It’s important for her birds to have GMO-free feed, which has been a challenge because of the extensive market for GMO corn and soybeans. She also believes in providing a docile, contented environment for her birds, which she said actually helps produce tastier meat. Not only that, but it has allowed her to sell some of her birds to families as backyard pets.
“With a chicken, you give it all these inputs, right? You feed it, and you get an output– you get eggs,” she said. “All my birds are dual-purpose, you get to have meat.
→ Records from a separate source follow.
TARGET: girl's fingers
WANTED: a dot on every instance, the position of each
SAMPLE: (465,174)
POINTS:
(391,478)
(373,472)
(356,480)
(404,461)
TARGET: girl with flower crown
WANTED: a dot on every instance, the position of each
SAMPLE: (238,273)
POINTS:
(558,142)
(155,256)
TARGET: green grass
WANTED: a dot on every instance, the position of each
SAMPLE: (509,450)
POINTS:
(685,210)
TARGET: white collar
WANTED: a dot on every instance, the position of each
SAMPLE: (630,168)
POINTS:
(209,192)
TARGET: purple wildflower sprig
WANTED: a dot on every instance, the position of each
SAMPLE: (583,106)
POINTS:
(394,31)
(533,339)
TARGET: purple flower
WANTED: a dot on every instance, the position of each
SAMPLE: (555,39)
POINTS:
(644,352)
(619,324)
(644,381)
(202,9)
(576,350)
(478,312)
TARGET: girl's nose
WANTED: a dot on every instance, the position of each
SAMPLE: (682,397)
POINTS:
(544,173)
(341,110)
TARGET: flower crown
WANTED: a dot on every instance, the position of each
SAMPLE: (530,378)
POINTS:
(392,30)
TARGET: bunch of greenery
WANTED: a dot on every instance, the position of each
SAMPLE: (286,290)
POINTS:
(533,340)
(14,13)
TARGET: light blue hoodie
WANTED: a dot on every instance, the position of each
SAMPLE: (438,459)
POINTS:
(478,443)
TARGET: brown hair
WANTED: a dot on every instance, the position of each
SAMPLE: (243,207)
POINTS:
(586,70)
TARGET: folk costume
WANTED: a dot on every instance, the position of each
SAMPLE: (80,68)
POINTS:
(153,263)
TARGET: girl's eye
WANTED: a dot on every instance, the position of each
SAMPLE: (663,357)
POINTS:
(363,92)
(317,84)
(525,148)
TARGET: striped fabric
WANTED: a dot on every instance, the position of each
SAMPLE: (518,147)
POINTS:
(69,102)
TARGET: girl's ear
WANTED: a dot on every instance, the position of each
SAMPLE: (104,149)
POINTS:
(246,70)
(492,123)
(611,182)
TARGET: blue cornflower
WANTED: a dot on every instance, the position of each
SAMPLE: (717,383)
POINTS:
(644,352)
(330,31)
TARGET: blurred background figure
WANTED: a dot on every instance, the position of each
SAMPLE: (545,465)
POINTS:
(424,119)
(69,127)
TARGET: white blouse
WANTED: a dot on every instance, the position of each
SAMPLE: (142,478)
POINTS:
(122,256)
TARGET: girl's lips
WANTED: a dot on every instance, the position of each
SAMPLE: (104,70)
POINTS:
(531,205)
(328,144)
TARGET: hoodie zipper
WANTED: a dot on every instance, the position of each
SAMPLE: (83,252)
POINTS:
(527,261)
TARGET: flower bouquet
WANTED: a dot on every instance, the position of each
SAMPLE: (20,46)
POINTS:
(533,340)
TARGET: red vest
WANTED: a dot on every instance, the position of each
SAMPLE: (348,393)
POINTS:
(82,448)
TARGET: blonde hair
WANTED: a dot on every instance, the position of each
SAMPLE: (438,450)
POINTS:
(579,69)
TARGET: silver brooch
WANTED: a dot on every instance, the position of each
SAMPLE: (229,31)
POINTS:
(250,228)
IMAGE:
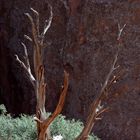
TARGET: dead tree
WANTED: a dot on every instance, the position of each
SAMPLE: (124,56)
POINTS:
(96,108)
(38,80)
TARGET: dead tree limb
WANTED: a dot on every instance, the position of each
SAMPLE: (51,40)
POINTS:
(96,109)
(39,80)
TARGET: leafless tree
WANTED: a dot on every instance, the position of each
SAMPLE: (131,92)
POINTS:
(96,108)
(43,122)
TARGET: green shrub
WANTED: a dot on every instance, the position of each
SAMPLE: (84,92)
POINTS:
(24,127)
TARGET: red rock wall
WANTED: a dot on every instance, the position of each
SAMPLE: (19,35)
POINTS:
(82,39)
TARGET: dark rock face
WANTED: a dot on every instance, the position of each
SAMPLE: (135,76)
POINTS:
(82,40)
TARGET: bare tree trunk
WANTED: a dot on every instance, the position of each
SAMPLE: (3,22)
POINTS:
(95,108)
(43,122)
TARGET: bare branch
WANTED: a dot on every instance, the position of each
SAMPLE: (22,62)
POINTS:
(59,107)
(34,31)
(48,23)
(37,19)
(27,62)
(120,31)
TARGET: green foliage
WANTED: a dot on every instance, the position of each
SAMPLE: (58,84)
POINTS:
(24,127)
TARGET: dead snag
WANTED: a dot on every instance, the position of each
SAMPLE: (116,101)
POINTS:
(96,108)
(39,80)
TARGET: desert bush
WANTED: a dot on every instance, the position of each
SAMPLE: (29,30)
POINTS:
(24,127)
You feed a dog and you know what you get.”
She has sold a few hens as backyard layers, and loves it when children ask for a chicken as a pet.
“I think it’s really cool to empower people with what they need to raise their own food,” she said. “It is important and it’s gonna become more important in the future.”
Most of her business centers around the holiday seasons of Thanksgiving and Christmas, when just about everybody is in the market for a bird. She raises an assortment of breeds listed on the American Livestock Breed Conservancy’s list of rare breeds including Bourbon Reds, Narragansetts, Royal Palms, Black Spanish, and Lavenders.
Scherf’s Heritage Turkeys are mostly marketed directly to consumers, and can be ordered online (www.abirdofcourage.com ) and picked-up at Wilson’s Apple Orchard.
Eventually, Scherf said she would like to expand to have a more diversified farm that includes plants, other animals, and of course, turkeys. She said that since she is still young, and relatively new to the scene, she expects it will take a while to reach her desired farm.
For now, though, Scherf’s goal is clear.
“I think I’ll just continue to grow my flock,” she said.